Nederlands Dans Theater performs three works in Los Angeles this weekend at the Music Center. They open with a new work, Medhi Walerski’s Chamber, and also perform Same Difference (2007) and Shoot the Moon (2005), choreographed by Paul Lightfoot and Sol León.
Walerski, a dancer with the company for twelve years, collaborated with British composer Joby Talbot to create Chamber, “an echo” of Rite of Spring, the ground breaking work that provoked a riot in a Paris theater in 1913. Walerski and Talbot first met when NDT was last in Los Angeles in 2011 and it was the start of a year-long collaboration inspired by Stravinsky’s work. Walerski admits the process was daunting. The result is a neutral toned stage lined with revolving doors. A couple is “elected,” and the dancers evolve from groups, to individuals, back to groups. It reflects the “collective and the individual nature of the human being,” says Walerski. The dancers exhibit amazing power and seem to test the limits of their abilities, but the piece doesn’t have the same oomph as earlier reinventions of Rite of Spring, like Maurice Béjart’s version.
Artistic director Paul Lightfoot and his wife, Sol León, are the driving force behind what is now one of the most innovative dance companies in the world. Lightfoot has been with the company since 1985 and the two have choreographed more than 45 pieces for NDT. They have won numerous awards for their work, including the prestigious Dutch Swan Award for their piece Shoot the Moon in 2005-06. The jury for the award wrote, “Lightfoot [and] León demonstrate how powerfully and subtly a good choreography and good dance can communicate”. Their assessment is spot on—the first impression one gets watching Lightfoot and León’s choreography is how accurately they communicate their themes with seemingly disconnected elements. In the case of the second piece, Same Difference (2007), the two use theatrical principles (something Lightfoot says stems from his exposure to theatre in England growing up) to demonstrate how the ego drives individuals’ thoughts and actions. Seven dancers are assigned different roles, e.g., the soldier, the poet; but each could also be a shadow of the same person. The audience is drawn into a surrealistic world where bizarre, jarring movements and words echo the chaos that the ego inflicts on the psyche. It is surprising to hear the dancers yell out, laugh wildly without warning, and that may be a turn-off for some audience members. Yet the jarring actions are performed with such fluidity and control that ultimately we are distanced from, and perhaps released from, the chaos.

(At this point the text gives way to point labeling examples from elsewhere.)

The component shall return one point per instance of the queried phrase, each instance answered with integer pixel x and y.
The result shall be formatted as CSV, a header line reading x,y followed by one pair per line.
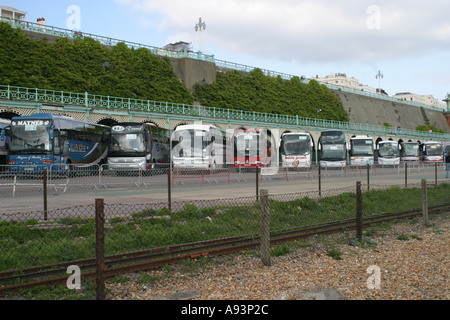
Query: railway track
x,y
118,264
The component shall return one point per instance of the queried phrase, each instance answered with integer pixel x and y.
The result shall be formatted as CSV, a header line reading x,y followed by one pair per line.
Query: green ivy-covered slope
x,y
257,92
85,65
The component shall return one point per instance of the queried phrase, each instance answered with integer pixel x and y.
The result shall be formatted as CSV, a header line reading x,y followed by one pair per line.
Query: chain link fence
x,y
160,220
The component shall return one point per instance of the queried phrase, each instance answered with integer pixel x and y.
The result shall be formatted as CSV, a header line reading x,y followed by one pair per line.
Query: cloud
x,y
307,31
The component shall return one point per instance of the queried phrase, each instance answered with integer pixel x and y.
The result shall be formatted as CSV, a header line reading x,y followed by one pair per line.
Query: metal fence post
x,y
100,248
265,227
358,211
424,201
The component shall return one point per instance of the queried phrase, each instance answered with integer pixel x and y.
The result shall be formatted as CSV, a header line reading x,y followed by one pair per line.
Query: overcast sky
x,y
408,41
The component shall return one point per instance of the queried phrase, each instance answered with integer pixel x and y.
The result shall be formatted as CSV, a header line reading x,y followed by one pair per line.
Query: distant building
x,y
12,14
341,80
428,100
178,46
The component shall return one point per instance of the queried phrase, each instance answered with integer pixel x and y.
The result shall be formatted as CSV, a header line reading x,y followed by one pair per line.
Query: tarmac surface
x,y
23,197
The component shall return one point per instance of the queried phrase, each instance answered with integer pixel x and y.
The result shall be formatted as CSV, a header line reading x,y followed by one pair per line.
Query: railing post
x,y
100,248
265,228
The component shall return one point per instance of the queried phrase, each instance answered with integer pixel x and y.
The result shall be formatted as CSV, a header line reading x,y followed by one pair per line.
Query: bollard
x,y
358,211
265,228
100,248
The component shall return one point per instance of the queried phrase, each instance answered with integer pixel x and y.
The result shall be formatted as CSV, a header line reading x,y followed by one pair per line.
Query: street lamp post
x,y
379,76
198,27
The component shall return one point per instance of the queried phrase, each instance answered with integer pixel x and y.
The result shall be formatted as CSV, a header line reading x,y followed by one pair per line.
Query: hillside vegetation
x,y
83,64
86,65
257,92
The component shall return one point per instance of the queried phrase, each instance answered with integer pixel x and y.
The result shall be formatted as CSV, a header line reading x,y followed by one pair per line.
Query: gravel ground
x,y
415,268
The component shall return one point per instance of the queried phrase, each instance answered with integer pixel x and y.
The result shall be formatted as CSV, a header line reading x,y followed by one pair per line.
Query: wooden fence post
x,y
358,211
265,228
100,248
424,201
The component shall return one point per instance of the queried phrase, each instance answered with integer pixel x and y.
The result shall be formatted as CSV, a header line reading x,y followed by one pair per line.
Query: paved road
x,y
81,192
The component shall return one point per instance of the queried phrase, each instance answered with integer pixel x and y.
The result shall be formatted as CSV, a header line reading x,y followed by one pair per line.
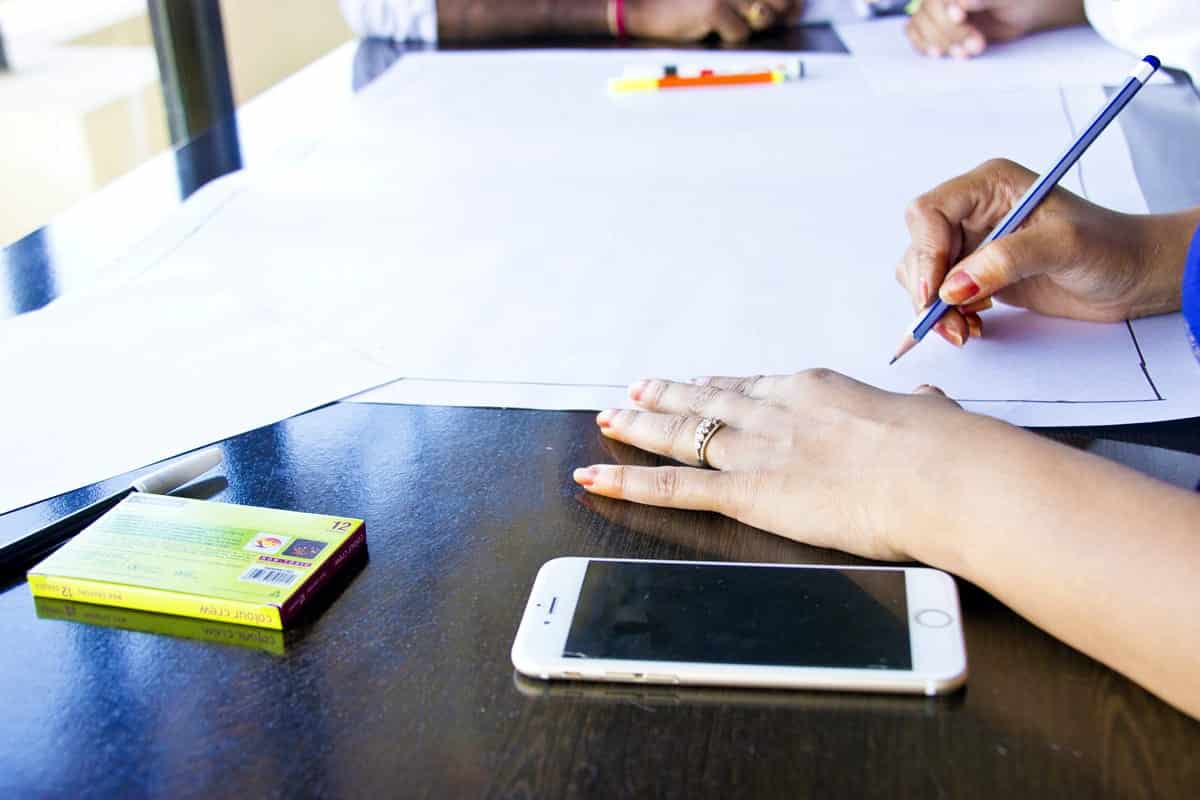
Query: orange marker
x,y
672,79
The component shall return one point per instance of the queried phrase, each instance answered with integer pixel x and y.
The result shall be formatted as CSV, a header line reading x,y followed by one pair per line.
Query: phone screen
x,y
742,614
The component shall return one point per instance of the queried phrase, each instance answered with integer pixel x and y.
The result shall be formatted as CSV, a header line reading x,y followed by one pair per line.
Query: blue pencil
x,y
1041,188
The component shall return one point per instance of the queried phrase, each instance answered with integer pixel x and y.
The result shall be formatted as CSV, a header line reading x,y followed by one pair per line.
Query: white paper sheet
x,y
153,368
502,232
726,247
1068,56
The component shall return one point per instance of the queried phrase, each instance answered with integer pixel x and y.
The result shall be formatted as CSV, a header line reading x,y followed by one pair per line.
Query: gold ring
x,y
705,432
759,14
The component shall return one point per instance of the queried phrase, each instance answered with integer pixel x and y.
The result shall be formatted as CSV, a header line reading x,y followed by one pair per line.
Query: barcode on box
x,y
269,576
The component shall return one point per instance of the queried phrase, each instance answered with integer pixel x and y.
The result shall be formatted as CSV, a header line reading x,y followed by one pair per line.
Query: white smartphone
x,y
762,625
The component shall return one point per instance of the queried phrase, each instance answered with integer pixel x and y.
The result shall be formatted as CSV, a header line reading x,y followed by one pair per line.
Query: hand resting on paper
x,y
685,20
965,28
677,20
1071,258
1049,530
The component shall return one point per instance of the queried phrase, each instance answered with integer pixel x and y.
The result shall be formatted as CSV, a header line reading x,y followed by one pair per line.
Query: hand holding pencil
x,y
1071,258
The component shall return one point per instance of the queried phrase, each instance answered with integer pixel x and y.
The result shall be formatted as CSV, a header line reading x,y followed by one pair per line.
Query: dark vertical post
x,y
190,44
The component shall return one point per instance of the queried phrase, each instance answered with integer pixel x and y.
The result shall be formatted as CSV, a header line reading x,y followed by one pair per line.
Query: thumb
x,y
934,391
999,265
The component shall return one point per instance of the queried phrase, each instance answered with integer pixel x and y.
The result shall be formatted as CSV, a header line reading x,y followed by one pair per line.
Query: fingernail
x,y
952,336
959,289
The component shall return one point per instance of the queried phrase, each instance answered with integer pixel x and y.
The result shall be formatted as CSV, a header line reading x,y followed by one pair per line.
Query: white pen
x,y
34,547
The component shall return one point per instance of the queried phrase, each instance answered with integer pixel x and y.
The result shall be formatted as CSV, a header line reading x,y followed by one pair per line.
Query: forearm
x,y
1060,13
473,20
1165,240
1098,555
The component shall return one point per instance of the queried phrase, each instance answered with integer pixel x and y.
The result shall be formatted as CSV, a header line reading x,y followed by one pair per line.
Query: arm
x,y
1098,555
1095,553
733,20
475,20
965,28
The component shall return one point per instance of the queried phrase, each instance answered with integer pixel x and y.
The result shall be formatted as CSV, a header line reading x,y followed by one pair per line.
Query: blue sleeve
x,y
1192,294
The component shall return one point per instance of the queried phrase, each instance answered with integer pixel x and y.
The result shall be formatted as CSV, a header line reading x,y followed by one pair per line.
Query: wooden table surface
x,y
399,684
399,681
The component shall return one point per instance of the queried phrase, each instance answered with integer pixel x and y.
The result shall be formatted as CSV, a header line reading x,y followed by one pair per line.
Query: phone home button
x,y
933,618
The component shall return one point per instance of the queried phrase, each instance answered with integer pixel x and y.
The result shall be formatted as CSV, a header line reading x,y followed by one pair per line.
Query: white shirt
x,y
1169,29
405,20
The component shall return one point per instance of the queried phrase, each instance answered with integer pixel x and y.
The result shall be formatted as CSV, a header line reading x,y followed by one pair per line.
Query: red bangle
x,y
617,18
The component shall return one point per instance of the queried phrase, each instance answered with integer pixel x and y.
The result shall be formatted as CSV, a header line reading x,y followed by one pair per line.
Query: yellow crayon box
x,y
193,558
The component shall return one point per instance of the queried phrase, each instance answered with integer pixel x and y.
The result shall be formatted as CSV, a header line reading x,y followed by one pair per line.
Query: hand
x,y
816,457
1071,258
687,20
965,28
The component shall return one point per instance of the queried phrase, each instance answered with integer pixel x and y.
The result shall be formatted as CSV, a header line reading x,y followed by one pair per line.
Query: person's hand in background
x,y
1071,258
965,28
685,20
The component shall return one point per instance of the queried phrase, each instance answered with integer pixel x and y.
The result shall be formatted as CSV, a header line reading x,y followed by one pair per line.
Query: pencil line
x,y
1141,360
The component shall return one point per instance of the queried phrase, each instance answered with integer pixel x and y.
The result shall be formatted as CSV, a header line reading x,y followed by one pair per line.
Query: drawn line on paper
x,y
1141,360
960,400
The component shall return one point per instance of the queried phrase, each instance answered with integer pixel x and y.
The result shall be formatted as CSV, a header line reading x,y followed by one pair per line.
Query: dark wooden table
x,y
399,683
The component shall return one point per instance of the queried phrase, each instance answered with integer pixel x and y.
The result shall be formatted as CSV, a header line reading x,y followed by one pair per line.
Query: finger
x,y
976,307
916,37
949,28
696,400
936,245
671,487
1005,262
757,13
922,28
975,325
954,217
675,437
730,25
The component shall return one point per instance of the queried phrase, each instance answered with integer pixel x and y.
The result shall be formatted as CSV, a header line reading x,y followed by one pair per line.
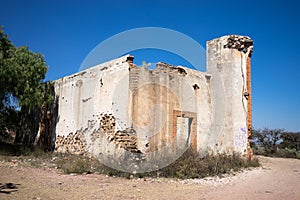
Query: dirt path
x,y
278,179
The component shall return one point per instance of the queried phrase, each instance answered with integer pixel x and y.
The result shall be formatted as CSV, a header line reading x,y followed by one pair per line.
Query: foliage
x,y
190,165
22,90
269,138
276,142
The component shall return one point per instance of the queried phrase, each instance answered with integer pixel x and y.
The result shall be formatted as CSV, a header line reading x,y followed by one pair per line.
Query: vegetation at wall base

The third piece, Shoot the Moon, is a depiction of modern relationships and family life. Three couples dance together in three different rooms, and the doors and windows are always open–perhaps a commentary on the invisible boundaries and silent agreements that keep us inside of them. There is Ibsenesque claustrophia, but at the same time, the open windows suggest the endless possibility of something new. Movie screens above the rooms mirror the actions seen and unseen. Philip Glass’s Movement II from Tirol Concerto for piano and orchestra imbues the piece with repetitive, waves of emotion, what Lightfoot refers to as the agent of change in relationships: “the emotion inside”.
Pina Bausch and the German Tanztheater springs to mind when watching both pieces, Same Difference and Shoot the Moon, and it turns out that Lightfoot considers Bausch a key influence. In a Dance Europe magazine article he calls Bausch the greatest choreographer of the 20th Century. He says, “I first saw her perform when I was very young and I have always admired everything she did…I have often thought that I’d have loved to work with Pina because as a choreographer she just blew me away.”